The day of departure arrived; the valet (a somewhat garrulous
person, with superb references), in charge of three cabs loaded with
baggage, preceded the travellers to Victoria, whilst Mr. and Mrs.
Pollitt drove the young men in the family landau, in order to see the
last of them.
As Mark and his uncle slowly paced the platform, the latter, who
had been incessantly fussy all the morning, said—
“Now, I hope nothing has been forgotten, and that you have
everything you want?”
“I’m sure we have—and ten times over.”
“You will write often—once a week—if only a line, eh? Mind you
don’t forget us.”
“No fear of that, Uncle Dan.”
“And remember our bargain. Though I have not taken return
tickets, after all. Don’t stay longer than the year. I don’t know how I’m
to get on without you. I can never use the mail-phaeton now, for I
hate sitting beside the coachman—and—you know, I tried to drive
once—and the result. There will be no one to take me on the river on
a hot afternoon—other people but you think an old fogey has no
business there. Oh, I shall miss you! I’ve lodged money for you in
Bombay with Bostock & Bell’s” (naming a magnificent sum), “and
when it’s done, you must come home, for I won’t send you another
stiver. It’s in your name, of course—you will be paymaster.”
“All right, uncle.”
“Keep your cheque-book locked up. Don’t let a tiger get hold of
you, or one of those scheming, husband-hunting women that
Clarence talks about.”
“You may make your mind quite easy on that score,” with a rather
derisive smile.
“Well, time is up, my dear boy. I am sorry you are going; take care
of yourself. God bless you!” wringing his hand as he spoke.
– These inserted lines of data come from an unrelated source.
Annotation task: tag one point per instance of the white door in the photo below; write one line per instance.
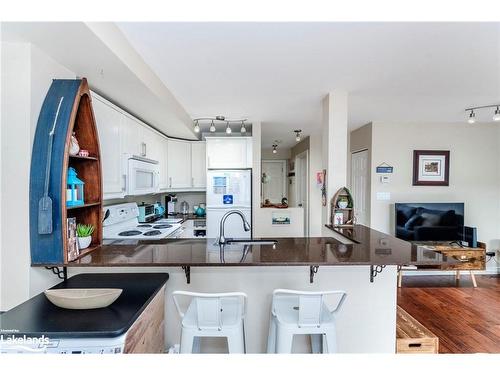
(198, 164)
(360, 186)
(163, 164)
(179, 164)
(274, 183)
(109, 124)
(302, 183)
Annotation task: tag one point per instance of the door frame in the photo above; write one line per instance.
(303, 155)
(283, 163)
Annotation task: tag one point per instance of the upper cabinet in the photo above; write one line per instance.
(198, 165)
(179, 164)
(182, 164)
(229, 152)
(109, 123)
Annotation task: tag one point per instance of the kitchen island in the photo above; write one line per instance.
(365, 266)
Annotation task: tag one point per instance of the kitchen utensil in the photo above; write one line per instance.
(184, 208)
(79, 299)
(45, 203)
Meanwhile Mrs. Pollitt and her brother had also been having a few
parting words.
“Now, Clar,” she said impressively, “I have done a good thing for
you. This is a splendid chance. Be sure you make the most of it; if
you please the ‘uncle,’ as you call him, he will help you to something
better by-and-by.”
Clarence nodded sagaciously. He was in the highest spirits.
“You are not really limited to time, you know,” she continued, in a
whisper.
“I know,” and there was a significant look in his right eye, almost
approaching to a wink.
“And you will be manager—and paymaster.”
“Guide, councillor, and friend, you bet.”
“And now, dear boy, do be prudent; don’t get into any more
entanglements with grass widows; don’t get into any more betting or
gambling scrapes—promise me.”
“I shall be as steady as old Time or young Mark himself, and I
can’t say more. Well, good-bye—and thanks awfully, Lina. I must say
you do stick to your own people”—adding, with a hasty kiss—“I see
we are off.”
As the carriage moved slowly past the Pollitts, who were standing
side by side, Clarence flung himself back with a boisterous laugh, as
he exclaimed—
“I declare, the uncle seems quite cut up—ha, ha, ha! Upon my
soul, I believe the old chap is crying!”